It is also not available in combination with the
L<< object interface|/"textglob_expand(PATTERN ...)->format(FORMAT ...)" >>.
This matches only at the beginning of patterns.
But differently to shell behavior a path separator sign (e.g. B<C<:>> under I<Unix>)
is B<not> honored. Split it yourself beforehand.

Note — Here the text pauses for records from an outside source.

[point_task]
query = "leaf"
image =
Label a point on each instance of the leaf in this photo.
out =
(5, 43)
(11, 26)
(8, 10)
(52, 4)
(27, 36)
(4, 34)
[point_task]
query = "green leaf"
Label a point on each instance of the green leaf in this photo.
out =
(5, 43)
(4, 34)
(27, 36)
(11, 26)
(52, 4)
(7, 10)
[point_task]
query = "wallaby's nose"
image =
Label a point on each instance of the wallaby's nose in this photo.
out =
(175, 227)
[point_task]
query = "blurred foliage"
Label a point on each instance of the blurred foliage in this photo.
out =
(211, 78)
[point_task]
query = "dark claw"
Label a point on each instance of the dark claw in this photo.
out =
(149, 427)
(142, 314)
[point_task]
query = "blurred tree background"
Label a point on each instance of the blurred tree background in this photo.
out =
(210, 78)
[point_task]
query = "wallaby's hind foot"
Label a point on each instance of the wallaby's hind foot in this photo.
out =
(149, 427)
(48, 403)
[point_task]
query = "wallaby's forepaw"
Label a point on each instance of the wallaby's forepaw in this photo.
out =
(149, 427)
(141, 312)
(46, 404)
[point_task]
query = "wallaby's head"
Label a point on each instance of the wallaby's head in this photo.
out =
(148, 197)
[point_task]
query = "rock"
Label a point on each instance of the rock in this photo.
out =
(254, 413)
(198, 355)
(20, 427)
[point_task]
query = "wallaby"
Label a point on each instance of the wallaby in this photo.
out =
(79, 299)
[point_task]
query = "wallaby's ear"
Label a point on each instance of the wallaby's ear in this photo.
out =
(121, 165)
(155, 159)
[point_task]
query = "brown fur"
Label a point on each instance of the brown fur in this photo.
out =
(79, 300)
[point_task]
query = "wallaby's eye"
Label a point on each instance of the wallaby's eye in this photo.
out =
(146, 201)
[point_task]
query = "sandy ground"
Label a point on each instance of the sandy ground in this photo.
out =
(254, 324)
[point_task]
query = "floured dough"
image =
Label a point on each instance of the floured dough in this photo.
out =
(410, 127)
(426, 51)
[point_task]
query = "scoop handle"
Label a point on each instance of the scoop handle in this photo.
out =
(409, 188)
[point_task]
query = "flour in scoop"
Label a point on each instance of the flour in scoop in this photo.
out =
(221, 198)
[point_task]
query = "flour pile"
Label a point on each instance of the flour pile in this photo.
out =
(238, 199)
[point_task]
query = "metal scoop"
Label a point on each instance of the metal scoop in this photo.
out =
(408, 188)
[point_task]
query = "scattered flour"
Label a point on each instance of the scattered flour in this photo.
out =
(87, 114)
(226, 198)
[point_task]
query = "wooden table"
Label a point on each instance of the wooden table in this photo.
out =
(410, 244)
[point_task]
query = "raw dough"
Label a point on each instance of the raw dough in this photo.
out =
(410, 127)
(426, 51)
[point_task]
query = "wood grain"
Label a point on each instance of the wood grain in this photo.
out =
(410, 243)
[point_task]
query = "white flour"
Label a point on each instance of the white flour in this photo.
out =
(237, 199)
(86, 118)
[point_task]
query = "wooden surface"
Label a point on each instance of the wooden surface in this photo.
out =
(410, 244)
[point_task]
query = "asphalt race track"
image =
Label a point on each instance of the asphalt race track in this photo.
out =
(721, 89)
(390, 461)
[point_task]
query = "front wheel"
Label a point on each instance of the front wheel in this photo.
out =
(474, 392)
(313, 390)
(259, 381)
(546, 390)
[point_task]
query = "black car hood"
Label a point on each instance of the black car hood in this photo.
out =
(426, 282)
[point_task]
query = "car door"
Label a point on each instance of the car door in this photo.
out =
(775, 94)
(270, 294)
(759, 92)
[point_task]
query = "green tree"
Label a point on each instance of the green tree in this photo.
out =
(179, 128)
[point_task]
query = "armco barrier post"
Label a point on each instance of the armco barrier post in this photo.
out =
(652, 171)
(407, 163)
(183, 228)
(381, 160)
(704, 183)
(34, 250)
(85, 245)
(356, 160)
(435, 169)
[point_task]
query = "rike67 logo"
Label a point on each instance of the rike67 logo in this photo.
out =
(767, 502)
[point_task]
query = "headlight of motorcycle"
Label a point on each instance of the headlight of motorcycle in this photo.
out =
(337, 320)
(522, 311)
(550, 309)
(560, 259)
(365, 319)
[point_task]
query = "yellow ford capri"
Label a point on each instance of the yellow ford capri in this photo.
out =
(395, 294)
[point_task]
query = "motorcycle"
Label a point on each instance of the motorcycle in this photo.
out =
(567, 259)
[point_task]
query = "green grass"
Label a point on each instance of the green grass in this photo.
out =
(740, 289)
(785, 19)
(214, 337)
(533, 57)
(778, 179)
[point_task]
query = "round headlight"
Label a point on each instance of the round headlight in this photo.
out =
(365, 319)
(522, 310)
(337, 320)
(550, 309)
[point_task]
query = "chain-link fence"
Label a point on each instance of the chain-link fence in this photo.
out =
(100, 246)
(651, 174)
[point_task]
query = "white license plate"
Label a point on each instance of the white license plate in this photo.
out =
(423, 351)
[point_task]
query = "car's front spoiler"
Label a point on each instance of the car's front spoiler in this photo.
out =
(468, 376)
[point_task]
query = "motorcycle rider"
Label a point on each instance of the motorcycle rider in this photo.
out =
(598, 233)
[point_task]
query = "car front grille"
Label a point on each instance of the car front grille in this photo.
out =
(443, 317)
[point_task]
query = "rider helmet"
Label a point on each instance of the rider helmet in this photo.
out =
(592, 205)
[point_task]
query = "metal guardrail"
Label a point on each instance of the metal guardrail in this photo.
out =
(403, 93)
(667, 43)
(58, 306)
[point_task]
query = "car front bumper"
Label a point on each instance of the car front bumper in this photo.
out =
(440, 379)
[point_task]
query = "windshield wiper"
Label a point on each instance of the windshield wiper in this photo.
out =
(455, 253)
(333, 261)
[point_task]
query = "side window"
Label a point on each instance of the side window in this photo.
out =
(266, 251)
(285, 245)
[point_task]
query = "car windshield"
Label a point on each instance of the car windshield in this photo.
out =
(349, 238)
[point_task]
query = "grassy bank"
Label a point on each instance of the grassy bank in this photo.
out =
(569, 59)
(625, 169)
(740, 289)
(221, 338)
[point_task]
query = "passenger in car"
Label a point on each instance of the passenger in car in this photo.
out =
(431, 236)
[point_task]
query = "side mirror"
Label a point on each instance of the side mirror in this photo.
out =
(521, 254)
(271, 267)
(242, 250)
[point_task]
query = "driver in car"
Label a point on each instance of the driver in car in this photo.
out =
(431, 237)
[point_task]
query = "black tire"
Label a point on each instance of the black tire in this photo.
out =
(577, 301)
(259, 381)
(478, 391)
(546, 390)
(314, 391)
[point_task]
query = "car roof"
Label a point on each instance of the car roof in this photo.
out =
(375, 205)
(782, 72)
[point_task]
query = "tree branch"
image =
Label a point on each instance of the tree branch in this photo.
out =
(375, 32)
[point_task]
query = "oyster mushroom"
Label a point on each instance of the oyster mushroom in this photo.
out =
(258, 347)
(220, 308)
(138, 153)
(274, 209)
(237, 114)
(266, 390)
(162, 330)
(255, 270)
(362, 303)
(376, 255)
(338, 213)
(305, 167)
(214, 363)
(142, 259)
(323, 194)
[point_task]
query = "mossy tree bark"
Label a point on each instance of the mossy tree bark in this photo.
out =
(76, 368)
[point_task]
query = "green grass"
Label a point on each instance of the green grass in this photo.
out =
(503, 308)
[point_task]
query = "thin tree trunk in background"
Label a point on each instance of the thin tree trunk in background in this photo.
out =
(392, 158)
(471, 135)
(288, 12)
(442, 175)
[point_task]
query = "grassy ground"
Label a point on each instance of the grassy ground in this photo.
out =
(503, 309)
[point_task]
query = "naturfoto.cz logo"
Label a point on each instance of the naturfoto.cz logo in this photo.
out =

=item C<break> (default: C<0> # =off)
Too easily big lists can be generated by simple patterns.
=for :comment
This means without countermeasures this is a DoS attack vector
if used with data from outside.
Maybe you think first to turn off the L<C<quant>|/"quant (default: '#,##')">
and the L<C<range>|/"range (default: '{},[]')"> option.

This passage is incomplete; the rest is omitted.